Rating out of 4 stars: 2
Reviewed by Harvey Karten
Universal Pictures
Director: Doug Liman
Writer: Tony Gilroy, William Blake Herron, novel by Robert Ludlum
Cast: Matt Damon, Franka Potente, Clive Owen, Chris Cooper, Adewale Akinnuoye-Agbaje, Julia Stiles, Brian Cox,
Screened at: Loews 84th St., NYC, 6/10/02

    Stories about characters with memory loss usually make for good drama, whether the loss explores scenes of poignancy, comedy or action. In Christopher Nolan's "Memento," Guy Pearce inhabits the role of a man with short-term memory loss who tries to keep his life in order while avenging his wife's murder. We in the audience are challenged to guess whether he is himself the killer. In Bille August's "A Song for Martin," a noted composer-conductor enjoying a late-life marriage is stricken with a swiftly-growing case of Alzheimer's, forcing his wife, a professional violinist, to give up her career to care for him.

"The Bourne Identity" is not poignant or sentimental: thrillers like this usually aren't.
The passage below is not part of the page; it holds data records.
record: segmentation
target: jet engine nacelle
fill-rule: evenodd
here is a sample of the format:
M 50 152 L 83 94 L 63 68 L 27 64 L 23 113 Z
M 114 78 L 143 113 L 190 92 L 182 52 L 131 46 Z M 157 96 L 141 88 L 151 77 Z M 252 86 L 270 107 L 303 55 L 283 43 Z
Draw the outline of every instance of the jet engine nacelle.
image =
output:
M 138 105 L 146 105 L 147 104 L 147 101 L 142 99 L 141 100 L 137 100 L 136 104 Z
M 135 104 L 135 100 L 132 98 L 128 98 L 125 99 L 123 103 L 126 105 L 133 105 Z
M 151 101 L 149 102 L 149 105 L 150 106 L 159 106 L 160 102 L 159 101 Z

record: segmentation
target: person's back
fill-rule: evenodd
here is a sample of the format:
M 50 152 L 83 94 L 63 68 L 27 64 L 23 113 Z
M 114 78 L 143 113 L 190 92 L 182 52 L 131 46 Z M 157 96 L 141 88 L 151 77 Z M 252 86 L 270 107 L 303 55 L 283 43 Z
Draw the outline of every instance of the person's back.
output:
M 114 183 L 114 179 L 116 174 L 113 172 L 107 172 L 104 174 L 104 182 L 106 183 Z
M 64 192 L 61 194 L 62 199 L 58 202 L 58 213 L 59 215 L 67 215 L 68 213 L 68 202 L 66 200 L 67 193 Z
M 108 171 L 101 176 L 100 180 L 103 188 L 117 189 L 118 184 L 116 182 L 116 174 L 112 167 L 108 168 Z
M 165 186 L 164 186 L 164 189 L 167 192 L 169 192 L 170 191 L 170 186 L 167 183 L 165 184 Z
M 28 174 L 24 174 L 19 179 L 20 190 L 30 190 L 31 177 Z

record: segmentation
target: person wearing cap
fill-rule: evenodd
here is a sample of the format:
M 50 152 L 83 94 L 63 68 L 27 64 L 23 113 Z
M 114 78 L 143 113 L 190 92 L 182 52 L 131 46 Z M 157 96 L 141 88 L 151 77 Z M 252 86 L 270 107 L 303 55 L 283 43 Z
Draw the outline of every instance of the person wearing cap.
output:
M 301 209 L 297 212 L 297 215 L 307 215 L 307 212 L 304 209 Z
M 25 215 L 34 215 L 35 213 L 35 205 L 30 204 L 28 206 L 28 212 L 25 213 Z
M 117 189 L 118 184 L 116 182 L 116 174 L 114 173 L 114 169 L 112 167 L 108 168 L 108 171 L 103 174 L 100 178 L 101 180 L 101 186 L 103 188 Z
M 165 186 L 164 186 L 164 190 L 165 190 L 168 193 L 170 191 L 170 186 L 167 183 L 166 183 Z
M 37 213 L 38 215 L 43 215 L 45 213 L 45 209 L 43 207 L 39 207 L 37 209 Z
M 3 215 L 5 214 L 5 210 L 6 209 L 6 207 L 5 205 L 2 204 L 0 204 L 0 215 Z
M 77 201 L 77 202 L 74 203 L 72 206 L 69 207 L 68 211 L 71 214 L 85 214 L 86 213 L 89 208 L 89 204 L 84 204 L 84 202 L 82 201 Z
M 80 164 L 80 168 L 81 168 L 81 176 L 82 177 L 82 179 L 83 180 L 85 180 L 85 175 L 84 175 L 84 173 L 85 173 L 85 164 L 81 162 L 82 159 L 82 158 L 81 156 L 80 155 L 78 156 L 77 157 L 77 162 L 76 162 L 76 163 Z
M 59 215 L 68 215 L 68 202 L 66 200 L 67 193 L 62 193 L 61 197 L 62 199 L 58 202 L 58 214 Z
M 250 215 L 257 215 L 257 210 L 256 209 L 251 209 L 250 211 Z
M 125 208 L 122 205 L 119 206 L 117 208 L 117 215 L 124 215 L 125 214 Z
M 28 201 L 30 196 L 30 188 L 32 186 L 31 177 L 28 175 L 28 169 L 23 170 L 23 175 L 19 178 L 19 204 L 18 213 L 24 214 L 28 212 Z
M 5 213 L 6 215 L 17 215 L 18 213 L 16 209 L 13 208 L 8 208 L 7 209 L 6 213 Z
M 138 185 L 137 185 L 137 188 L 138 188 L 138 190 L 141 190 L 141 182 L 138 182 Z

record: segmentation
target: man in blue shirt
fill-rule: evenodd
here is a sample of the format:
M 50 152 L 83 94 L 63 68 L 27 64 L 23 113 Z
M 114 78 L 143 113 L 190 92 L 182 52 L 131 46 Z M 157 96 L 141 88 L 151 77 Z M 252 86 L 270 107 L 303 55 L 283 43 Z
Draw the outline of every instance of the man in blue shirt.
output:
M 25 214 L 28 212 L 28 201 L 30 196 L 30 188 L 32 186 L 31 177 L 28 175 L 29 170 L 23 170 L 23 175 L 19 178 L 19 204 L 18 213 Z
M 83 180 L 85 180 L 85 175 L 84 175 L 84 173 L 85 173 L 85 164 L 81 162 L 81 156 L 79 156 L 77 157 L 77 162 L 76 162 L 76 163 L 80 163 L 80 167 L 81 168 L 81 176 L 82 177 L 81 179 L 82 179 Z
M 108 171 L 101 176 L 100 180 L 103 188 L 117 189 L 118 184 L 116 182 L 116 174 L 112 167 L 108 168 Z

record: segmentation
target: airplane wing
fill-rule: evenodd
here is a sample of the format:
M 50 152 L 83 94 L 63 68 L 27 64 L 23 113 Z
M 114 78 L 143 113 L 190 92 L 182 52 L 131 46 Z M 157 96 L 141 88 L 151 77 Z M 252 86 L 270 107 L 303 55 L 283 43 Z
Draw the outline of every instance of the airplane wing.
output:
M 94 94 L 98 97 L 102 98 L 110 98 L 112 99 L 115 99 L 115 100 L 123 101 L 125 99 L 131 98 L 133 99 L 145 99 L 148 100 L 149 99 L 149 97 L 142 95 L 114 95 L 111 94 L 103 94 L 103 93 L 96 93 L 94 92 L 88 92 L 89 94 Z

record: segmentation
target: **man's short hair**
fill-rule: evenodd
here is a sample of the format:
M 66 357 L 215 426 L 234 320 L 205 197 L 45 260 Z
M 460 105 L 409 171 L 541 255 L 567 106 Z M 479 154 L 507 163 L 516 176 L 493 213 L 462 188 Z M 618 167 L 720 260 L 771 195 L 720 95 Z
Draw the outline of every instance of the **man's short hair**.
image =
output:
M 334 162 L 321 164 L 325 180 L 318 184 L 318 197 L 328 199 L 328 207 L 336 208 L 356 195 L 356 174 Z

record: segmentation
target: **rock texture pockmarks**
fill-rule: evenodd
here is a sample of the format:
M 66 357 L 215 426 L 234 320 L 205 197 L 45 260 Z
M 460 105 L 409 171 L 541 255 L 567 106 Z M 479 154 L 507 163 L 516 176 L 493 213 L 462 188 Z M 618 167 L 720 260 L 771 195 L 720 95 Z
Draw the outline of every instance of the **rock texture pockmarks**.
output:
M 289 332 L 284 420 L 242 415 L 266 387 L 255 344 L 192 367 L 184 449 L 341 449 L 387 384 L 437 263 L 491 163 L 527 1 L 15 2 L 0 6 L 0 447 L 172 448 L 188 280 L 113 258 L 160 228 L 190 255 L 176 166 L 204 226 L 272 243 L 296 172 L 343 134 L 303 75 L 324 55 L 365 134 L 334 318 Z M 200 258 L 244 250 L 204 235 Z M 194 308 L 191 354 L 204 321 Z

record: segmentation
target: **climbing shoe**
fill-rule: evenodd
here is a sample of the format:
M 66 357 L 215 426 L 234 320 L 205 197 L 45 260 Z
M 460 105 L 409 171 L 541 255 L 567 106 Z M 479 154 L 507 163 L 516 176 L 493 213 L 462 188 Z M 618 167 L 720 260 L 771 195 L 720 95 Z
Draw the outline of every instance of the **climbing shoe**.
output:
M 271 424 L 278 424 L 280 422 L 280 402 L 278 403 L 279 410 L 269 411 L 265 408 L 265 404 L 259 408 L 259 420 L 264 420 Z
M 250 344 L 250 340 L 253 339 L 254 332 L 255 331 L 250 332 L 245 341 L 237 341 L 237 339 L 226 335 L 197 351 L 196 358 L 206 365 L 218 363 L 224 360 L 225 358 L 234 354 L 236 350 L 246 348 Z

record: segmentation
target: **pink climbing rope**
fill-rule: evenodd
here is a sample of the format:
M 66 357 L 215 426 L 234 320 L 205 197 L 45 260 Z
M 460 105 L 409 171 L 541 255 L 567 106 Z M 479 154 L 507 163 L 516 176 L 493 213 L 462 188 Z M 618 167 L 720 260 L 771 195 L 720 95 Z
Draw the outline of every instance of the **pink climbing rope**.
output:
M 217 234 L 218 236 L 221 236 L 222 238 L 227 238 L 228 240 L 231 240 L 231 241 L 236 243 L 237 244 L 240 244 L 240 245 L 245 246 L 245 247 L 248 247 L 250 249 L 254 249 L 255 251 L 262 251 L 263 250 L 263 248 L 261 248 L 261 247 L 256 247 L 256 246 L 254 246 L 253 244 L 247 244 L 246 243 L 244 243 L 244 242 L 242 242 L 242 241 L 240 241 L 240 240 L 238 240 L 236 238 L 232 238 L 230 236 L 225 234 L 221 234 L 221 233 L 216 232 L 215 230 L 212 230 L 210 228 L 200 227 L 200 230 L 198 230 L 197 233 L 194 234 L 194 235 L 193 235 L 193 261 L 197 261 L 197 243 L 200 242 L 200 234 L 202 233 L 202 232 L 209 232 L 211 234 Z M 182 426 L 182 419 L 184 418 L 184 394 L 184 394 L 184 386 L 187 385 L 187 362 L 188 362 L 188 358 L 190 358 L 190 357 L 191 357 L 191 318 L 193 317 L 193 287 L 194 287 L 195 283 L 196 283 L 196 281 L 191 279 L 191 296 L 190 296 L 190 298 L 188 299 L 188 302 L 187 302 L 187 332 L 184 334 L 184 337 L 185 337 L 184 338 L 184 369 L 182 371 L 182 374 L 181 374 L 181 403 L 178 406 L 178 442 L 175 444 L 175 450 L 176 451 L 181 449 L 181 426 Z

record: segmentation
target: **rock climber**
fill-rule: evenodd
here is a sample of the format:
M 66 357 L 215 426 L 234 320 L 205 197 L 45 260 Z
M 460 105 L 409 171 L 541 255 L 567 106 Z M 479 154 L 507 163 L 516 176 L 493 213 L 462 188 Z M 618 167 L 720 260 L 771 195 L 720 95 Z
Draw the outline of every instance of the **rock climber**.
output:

But Robert Ludlum's 500+ page book, wildly popular in its time, deals with a 33-year-old man who has lost his memory, a loss which permeates the entire story and provides the reader (and the movie audience now) with a challenge: can you figure out what the guy was doing when he was shot in the back three times outside Marseilles? We find out some 2/3 of the way into the picture. If you guessed the answer before that, you're ahead of the game. While advance reviews should not give away the answer to The Big Question to those who did not read the book and try mightily to figure out why everyone and his uncle is trying to assassinate the fellow, one thing is clear. Be prepared to be disappointed. The audience is likely to be befuddled for most of the picture because of the missing piece of the puzzle, while its revelation turns "The Bourne Identity" into a generic thriller with its car chases, machine gunning, and martial arts exhibits that are too edited to be believable.
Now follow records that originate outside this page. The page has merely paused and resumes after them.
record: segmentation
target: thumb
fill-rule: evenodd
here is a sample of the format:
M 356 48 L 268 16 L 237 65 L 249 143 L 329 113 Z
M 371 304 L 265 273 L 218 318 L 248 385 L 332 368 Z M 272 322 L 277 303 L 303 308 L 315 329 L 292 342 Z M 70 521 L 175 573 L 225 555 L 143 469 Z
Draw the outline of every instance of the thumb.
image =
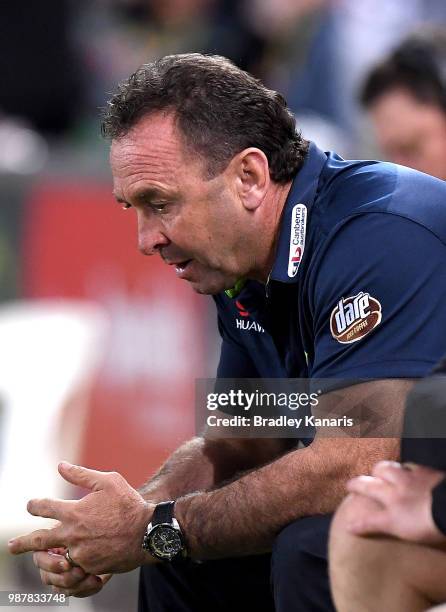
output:
M 82 465 L 73 465 L 67 461 L 59 463 L 58 468 L 62 478 L 79 487 L 91 489 L 92 491 L 101 491 L 107 486 L 108 472 L 90 470 Z

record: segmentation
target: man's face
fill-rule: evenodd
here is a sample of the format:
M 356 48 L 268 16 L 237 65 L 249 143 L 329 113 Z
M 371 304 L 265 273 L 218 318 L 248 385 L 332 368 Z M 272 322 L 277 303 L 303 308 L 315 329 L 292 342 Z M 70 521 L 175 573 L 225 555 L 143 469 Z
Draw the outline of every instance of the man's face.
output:
M 370 114 L 376 140 L 387 159 L 446 179 L 444 111 L 398 88 L 380 96 Z
M 159 253 L 198 293 L 218 293 L 249 273 L 249 215 L 231 164 L 208 180 L 171 114 L 143 117 L 113 141 L 110 161 L 116 198 L 136 212 L 143 254 Z

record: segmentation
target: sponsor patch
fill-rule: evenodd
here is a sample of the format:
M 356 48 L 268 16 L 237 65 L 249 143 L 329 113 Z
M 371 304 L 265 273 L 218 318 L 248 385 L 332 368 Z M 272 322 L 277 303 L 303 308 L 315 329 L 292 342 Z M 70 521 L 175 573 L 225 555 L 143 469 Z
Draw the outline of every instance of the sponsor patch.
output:
M 381 304 L 369 293 L 341 298 L 330 316 L 330 331 L 341 344 L 360 340 L 381 323 Z
M 288 276 L 293 278 L 299 270 L 305 249 L 307 231 L 307 207 L 296 204 L 291 212 L 290 254 L 288 257 Z

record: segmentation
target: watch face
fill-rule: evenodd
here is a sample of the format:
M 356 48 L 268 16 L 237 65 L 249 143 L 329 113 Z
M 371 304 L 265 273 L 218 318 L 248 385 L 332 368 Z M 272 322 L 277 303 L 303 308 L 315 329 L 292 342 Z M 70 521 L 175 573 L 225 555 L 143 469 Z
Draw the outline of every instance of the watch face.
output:
M 157 525 L 149 535 L 150 551 L 159 559 L 173 559 L 182 549 L 178 531 L 171 525 Z

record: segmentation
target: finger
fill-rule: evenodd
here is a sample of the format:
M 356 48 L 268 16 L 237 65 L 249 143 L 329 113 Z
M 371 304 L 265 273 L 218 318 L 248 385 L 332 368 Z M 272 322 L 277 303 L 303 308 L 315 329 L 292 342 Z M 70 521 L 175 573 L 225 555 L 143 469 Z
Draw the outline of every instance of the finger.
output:
M 73 567 L 68 572 L 54 574 L 40 570 L 40 578 L 43 584 L 57 586 L 64 589 L 73 589 L 83 582 L 89 574 L 86 574 L 80 567 Z
M 347 523 L 347 531 L 353 535 L 390 534 L 390 521 L 386 510 L 374 510 Z
M 63 593 L 67 597 L 90 597 L 98 593 L 104 586 L 99 576 L 89 575 L 85 580 L 72 588 L 63 588 L 53 586 L 54 593 Z
M 33 516 L 54 518 L 62 521 L 71 505 L 72 502 L 65 499 L 31 499 L 26 509 Z
M 54 529 L 38 529 L 24 536 L 9 540 L 8 549 L 13 555 L 37 550 L 48 550 L 56 546 L 63 546 L 63 532 L 57 527 Z
M 59 473 L 67 482 L 93 491 L 106 489 L 110 484 L 111 472 L 90 470 L 82 465 L 73 465 L 66 461 L 59 463 Z
M 58 550 L 64 549 L 60 548 Z M 66 572 L 71 567 L 63 555 L 55 554 L 51 551 L 35 552 L 33 554 L 33 563 L 39 569 L 56 574 Z
M 349 493 L 359 493 L 386 505 L 392 493 L 392 486 L 381 478 L 358 476 L 347 483 Z

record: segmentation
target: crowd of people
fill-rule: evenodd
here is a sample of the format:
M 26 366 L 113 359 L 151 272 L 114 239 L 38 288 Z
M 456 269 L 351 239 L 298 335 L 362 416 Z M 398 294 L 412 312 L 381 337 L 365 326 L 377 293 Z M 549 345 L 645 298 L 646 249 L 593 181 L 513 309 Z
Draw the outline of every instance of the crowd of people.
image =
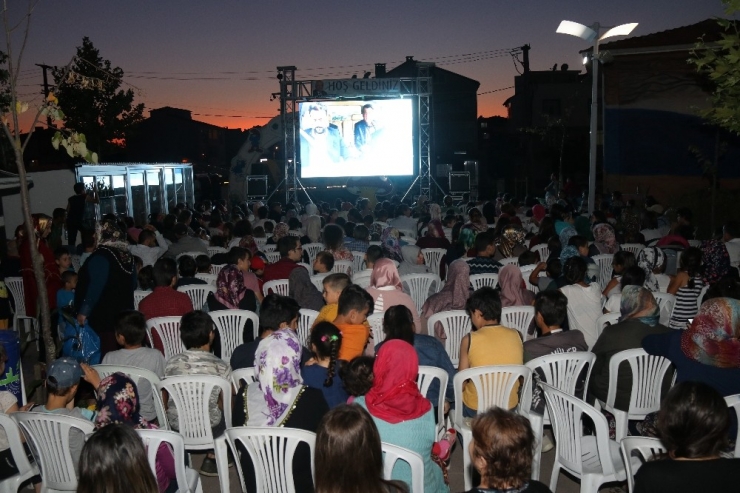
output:
M 37 314 L 39 294 L 46 292 L 52 310 L 69 310 L 78 323 L 89 325 L 100 337 L 103 363 L 146 368 L 160 378 L 213 375 L 229 380 L 234 370 L 254 368 L 255 382 L 235 389 L 232 425 L 292 427 L 317 434 L 313 475 L 308 451 L 296 452 L 296 491 L 407 491 L 411 471 L 405 463 L 394 468 L 393 480 L 382 479 L 381 442 L 423 458 L 424 491 L 449 491 L 450 443 L 439 439 L 436 423 L 437 407 L 444 402 L 445 413 L 462 406 L 464 416 L 474 418 L 473 442 L 465 446 L 470 446 L 480 475 L 476 491 L 544 492 L 549 491 L 545 485 L 530 479 L 532 455 L 527 451 L 533 449 L 534 438 L 529 422 L 512 412 L 521 399 L 519 386 L 508 409 L 480 412 L 470 382 L 464 385 L 462 402 L 455 402 L 453 378 L 458 371 L 592 351 L 596 359 L 582 397 L 593 402 L 606 399 L 609 360 L 619 351 L 642 347 L 664 356 L 676 368 L 680 385 L 668 394 L 667 411 L 631 423 L 630 432 L 659 436 L 669 448 L 676 447 L 667 461 L 699 453 L 685 448 L 670 428 L 667 415 L 686 406 L 671 399 L 676 389 L 700 385 L 691 391 L 740 394 L 738 223 L 727 222 L 715 237 L 697 241 L 688 209 L 664 210 L 652 198 L 639 204 L 623 201 L 618 193 L 600 202 L 589 215 L 564 194 L 551 191 L 542 200 L 527 197 L 520 202 L 500 194 L 495 200 L 467 204 L 455 204 L 450 197 L 441 203 L 422 198 L 407 204 L 397 196 L 377 203 L 360 198 L 355 203 L 256 202 L 231 207 L 205 201 L 194 208 L 173 204 L 168 214 L 152 214 L 145 225 L 106 215 L 91 229 L 84 216 L 95 198 L 83 188 L 70 198 L 66 222 L 65 214 L 57 212 L 54 217 L 34 214 L 33 238 L 19 228 L 14 240 L 17 259 L 4 259 L 3 273 L 23 277 L 29 313 Z M 68 245 L 63 244 L 65 227 Z M 32 241 L 44 260 L 45 286 L 36 284 L 31 270 Z M 323 247 L 311 256 L 307 245 L 315 244 Z M 264 245 L 274 245 L 279 260 L 269 262 Z M 209 256 L 209 247 L 221 249 Z M 426 248 L 445 250 L 440 266 L 426 265 Z M 352 260 L 358 253 L 364 255 L 364 270 L 332 273 L 334 262 Z M 70 254 L 79 256 L 77 272 Z M 594 258 L 603 255 L 613 256 L 612 272 L 600 284 L 603 274 Z M 198 273 L 209 273 L 211 265 L 222 266 L 215 292 L 203 306 L 193 306 L 177 288 L 207 283 Z M 404 291 L 402 276 L 427 272 L 438 272 L 444 286 L 417 308 Z M 314 274 L 323 276 L 323 289 L 317 288 Z M 471 276 L 476 274 L 496 274 L 496 288 L 473 290 Z M 358 284 L 361 279 L 366 287 Z M 288 296 L 264 292 L 265 283 L 275 280 L 288 281 Z M 136 290 L 150 293 L 134 310 Z M 661 313 L 658 293 L 675 296 L 671 313 Z M 511 306 L 534 307 L 524 337 L 502 323 L 502 308 Z M 296 329 L 304 308 L 317 311 L 318 317 L 309 337 L 300 340 Z M 209 315 L 224 309 L 259 314 L 259 326 L 248 322 L 229 361 L 221 358 L 222 341 Z M 428 326 L 434 314 L 448 310 L 465 310 L 472 325 L 459 354 L 453 355 L 459 360 L 457 368 L 445 350 L 449 334 L 442 324 Z M 619 322 L 601 331 L 596 320 L 609 312 L 618 312 Z M 383 314 L 382 343 L 373 340 L 367 320 L 373 313 Z M 152 347 L 146 340 L 146 321 L 163 316 L 181 317 L 185 347 L 167 360 L 158 337 L 153 337 Z M 447 388 L 435 384 L 422 395 L 416 385 L 420 365 L 445 371 Z M 73 406 L 81 379 L 96 390 L 95 411 Z M 121 424 L 134 429 L 160 424 L 150 386 L 137 387 L 122 373 L 101 379 L 92 367 L 66 357 L 51 362 L 46 386 L 49 399 L 34 411 L 81 417 L 98 429 L 86 444 L 82 437 L 70 441 L 79 463 L 80 491 L 94 491 L 94 481 L 102 481 L 96 475 L 103 466 L 91 469 L 91 461 L 101 454 L 111 454 L 106 457 L 111 467 L 143 467 L 110 449 L 114 443 L 133 447 L 135 440 Z M 630 372 L 620 368 L 615 408 L 626 409 L 631 388 Z M 218 392 L 210 397 L 214 437 L 226 428 L 223 402 Z M 535 386 L 532 411 L 542 413 L 544 406 Z M 166 416 L 177 430 L 178 409 L 172 400 Z M 705 447 L 710 459 L 729 460 L 715 457 L 715 452 L 726 445 L 731 426 L 736 425 L 716 425 L 724 435 L 717 432 L 716 443 Z M 359 448 L 365 454 L 362 461 L 354 460 L 352 453 Z M 255 491 L 254 464 L 246 450 L 240 452 L 237 460 L 248 489 Z M 706 471 L 711 470 L 710 462 Z M 158 451 L 157 464 L 156 477 L 137 472 L 135 477 L 146 486 L 135 491 L 176 489 L 173 457 L 166 446 Z M 735 476 L 740 471 L 727 463 L 712 467 L 734 467 Z M 640 491 L 664 491 L 647 486 L 655 482 L 648 479 L 654 476 L 647 470 L 638 476 Z M 212 451 L 200 472 L 218 475 Z M 106 491 L 123 489 L 111 486 Z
    If all this is true, how did the book become so popular? The answer is Robert Ludlum's writing which cannot be translated to the screen. Look at the first page:

    "The trawler plunged into the angry swells of the dark, furious sea like an awkward animal trying desperately to break out of an impenetrable swamp. The waves rose to goliathan heights, crashing into the hull with the power of raw tonnage; the white sprays caught in the night sky cascaded downward on the deck under the force of the night wind. Everywhere there are the wounds of inanimate pain, wood straining against wood, ropes twisting, stretched to the breaking point." Ludlum is one of the great, contemporary, action-adventure prose stylists, but what is powerful prose in print becomes merely prosaic on the screen.
    Doug Liman's film opens in the Mediterranean on a dark night, Bourne finding himself rescued on a fishing boat, unconscious after suffering from three bullet wounds in his back. When he wakes up, he discovers he cannot remember what he was doing to get into this position nor can he remember his name, but somehow he does know the number of a Swiss account that was created for him and is surprised to find a safe deposit box filled with currency of various European and U.S. denominations and about seven passports made out in different names. After a furious chase on Zurich streets (filmed in Prague) by officials who are steps behind him, he escapes in a car driven by Marie (Franka Potente), paying her $10,000 to drive her to Paris with $10,000 extra once they arrive. Little does Marie know that the twenty large is attached to a risk: her life is now in danger as agents of the U.S. government (the bad guys again) have pictures of Marie and Bourne together and are determined to gain closure over a project with extreme
prejudice.

    "The Bourne Identity" is mildly entertaining as most paranoid thrillers tend to be but while Chris Cooper gives us a nice turn as U.S. Agent Conklin--his mind made up to zap Jason Bourne for who-knows-what-reason--and while Matt Damon has the gravitas and the muscles to act his part well as the hunted- turning-hunter, the only aspect new and exciting is Franka Potente, given a chance to move beyond her niche with exciting, original, quirky, stylized fare like "Run Lola Run" and enter a big, bold, blockbusting bland and ultimately pedestrian entertainment like this one.